Patty Loew:
Wisconsin's logging routes are some of the oldest traditions in the state. "In Wisconsin" reporter Jo Garrett introduces you to one logging family that's been working the woods for three generations but facing new challenges in the 21st century in Florence County.
Jo Garrett:
We're in a workplace. No kidding. Some work in the office, some work on a farm, some work in the woods. These woods are part of the Wild Rivers legacy forest. I sat down here with some loggers to talk with them about their work. The pressures and changes in the business of logging.
Man:
The young generation, there ain’t too many of them going into logging.
Jo Garrett:
These four part of a family business. This is Andrew Kubikowski, his brother Anthony.
Anthony Kubikowski:
We'd go up and pile the firewood and carry sticks.
Jo Garrett:
Their dad, Tom.
Tom Kubikowski:
I remember when I was a young tyke they had the horse and they did it with horses.
Jo Garrett:
And his dad, Ed.
Ed Kubikowski:
We logged with the horses in my days.
Jo Garrett:
Ed's dad was a logger.

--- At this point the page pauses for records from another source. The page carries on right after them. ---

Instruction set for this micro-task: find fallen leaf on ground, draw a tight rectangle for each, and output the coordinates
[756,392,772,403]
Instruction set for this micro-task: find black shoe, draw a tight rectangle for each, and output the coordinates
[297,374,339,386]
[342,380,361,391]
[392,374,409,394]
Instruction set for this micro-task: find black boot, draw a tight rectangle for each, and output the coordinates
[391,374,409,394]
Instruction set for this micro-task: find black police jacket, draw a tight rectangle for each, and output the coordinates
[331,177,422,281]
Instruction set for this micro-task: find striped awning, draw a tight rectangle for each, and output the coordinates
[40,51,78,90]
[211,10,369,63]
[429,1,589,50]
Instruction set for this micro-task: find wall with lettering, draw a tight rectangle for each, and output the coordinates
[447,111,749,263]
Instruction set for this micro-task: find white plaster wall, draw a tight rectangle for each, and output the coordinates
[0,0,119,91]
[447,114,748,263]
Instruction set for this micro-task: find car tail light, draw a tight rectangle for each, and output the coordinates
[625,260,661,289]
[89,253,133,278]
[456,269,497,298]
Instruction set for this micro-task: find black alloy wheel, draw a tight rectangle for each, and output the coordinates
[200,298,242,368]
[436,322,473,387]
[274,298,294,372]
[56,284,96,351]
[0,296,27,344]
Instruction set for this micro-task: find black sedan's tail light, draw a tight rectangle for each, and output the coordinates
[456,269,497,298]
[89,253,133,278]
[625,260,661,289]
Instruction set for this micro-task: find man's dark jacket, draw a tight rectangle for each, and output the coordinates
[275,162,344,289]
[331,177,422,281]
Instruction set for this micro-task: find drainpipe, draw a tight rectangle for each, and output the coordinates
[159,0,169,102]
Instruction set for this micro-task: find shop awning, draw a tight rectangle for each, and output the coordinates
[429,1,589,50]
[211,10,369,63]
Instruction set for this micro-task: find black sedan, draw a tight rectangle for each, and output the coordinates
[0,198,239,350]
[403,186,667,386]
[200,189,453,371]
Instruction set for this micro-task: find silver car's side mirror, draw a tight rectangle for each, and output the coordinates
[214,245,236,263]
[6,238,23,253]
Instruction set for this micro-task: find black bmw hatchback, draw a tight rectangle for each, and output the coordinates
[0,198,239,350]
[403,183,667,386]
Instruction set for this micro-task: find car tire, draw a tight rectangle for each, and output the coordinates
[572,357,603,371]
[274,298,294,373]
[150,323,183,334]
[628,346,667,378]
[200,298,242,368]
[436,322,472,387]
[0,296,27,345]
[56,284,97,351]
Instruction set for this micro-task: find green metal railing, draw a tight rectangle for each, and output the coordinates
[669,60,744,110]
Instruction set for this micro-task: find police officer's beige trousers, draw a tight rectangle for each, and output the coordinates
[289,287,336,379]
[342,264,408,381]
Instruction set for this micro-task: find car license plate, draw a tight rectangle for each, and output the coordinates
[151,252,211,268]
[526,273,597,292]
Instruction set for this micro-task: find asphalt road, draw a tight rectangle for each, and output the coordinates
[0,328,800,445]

The Kubikowski Logging Company is now owned by Tom. Four generations of this family have made their living working in the woods. The decades have seen vast changes in the methods of harvesting timber. Horses and chainsaws are now a thing of the past. A past that in Wisconsin has been shaped by logging. Many of the cities in this state grew up around saw mills and to this day, tens of thousands of jobs are dependent on the trees in our forests. But the business of logging faces pressures.
Tom Kubikowski:
Is there going to be money in it anymore? I don't know. That's a big ticket. Insurance, workman's comp insurance is through the roof. You can't offer your guys health insurance anymore because you have to cut. What do you do? Fuel keeps going up. It is a big impact. We used to buy oil for the saws. $1.25 a gallon. In the last four years I'm paying $4.25 a gallon now. And no more money to show for it. There is no one subsidizing us. Farmers get subsidies. We can’t get that. I have to borrow at 8.5 or 9%. We average about 70 hours a week.
Anthony Kubikowski:
I was going to say 40 on the first two days.
Andrew Kubikowski:
Out of my graduating class I think I was the only one that went into logging.
Anthony Kubikowski:
All the kids that graduated from my high school, 60 kids. I can count three that went into the logging industry.
Jo Garrett:
There is another issue these loggers face. An issue based on perceptions.
Tom Kubikowski:
People in the cities, Chicago and that, they come up here, you know, logger, oh, you're a butcher. They don't understand.
Jo Garrett:
Loggers in Wisconsin's past indiscriminately clear-cut the northern hardwoods forest. It was called the Big Cut-over and extreme clear cuts continue around the globe today. But that picture doesn't ring true here. In fact, this forest was the first sustainably harvested forest in all of Wisconsin. No clear cuts in these hardwoods. Only selected trees are harvested. It has been that way here since 1927. That kind of care, that standard of sustainable harvest is now the rule on much of the state's public and private lands. But that's not the picture people see.
Anthony Kubikowski:
You can't help but go on these websites and see how you are viewed. You think you're going out making a living for your family but you go home and see just pop up on youtube and you can start and you end up watching a logging video where they show us like we're killing everything and robbing the forest of it and taking. We're not clear-cutting forests. We're going in, selecting certain trees to be harvested so the overall growth can keep going and we can come back in here. It's not something that people are going and butchering. It's not what they see in
South America and not what they're seeing in Africa where they are going in and just taking, taking, taking.
Jo Garrett:
Because they log sustainably, is this family business in Wisconsin's northwoods at a competitive disadvantage in a global market? In a market flooded with cheaper clear-cut timber.
Anthony Kubikowski:
There are docks off loading Chinese or South American wood. People want that cheap stuff so it will keep flowing in. Until people stop and say hey, we're not doing this. This is not good for our economy.
Jo Garrett:
And all of us use wood products.
Anthony Kubikowski:
They hate logging but everything they have. Their wood floors come from the companies up here. They don't think about anything that they're walking on. Their chairs, sofas, recliner. They're made of wood wrapped with fabric. Their paper, everything they write on when they go to work. Their folders, everything that they use, paper cups.
Jo Garrett:
We use what these woods provide and managed well, these woods can continue to provide.
Anthony Kubikowski:
If we were to just go in there haphazardly and start cutting we wouldn't have anything to come back to.
Tom Kubikowski:
I’m hoping it will be here in 50 years, 100 years from now. If they manage it right it will be here.
Andrew Kubikowski:
I’d love to work in the woods the rest of my life.
Anthony Kubikowski:
I see myself retiring and my kids going into it and so on and so forth.
Patty Loew:
Tom Kubikowski says his family's business has been able to maintain but high fuel prices have been, in his words, a killer.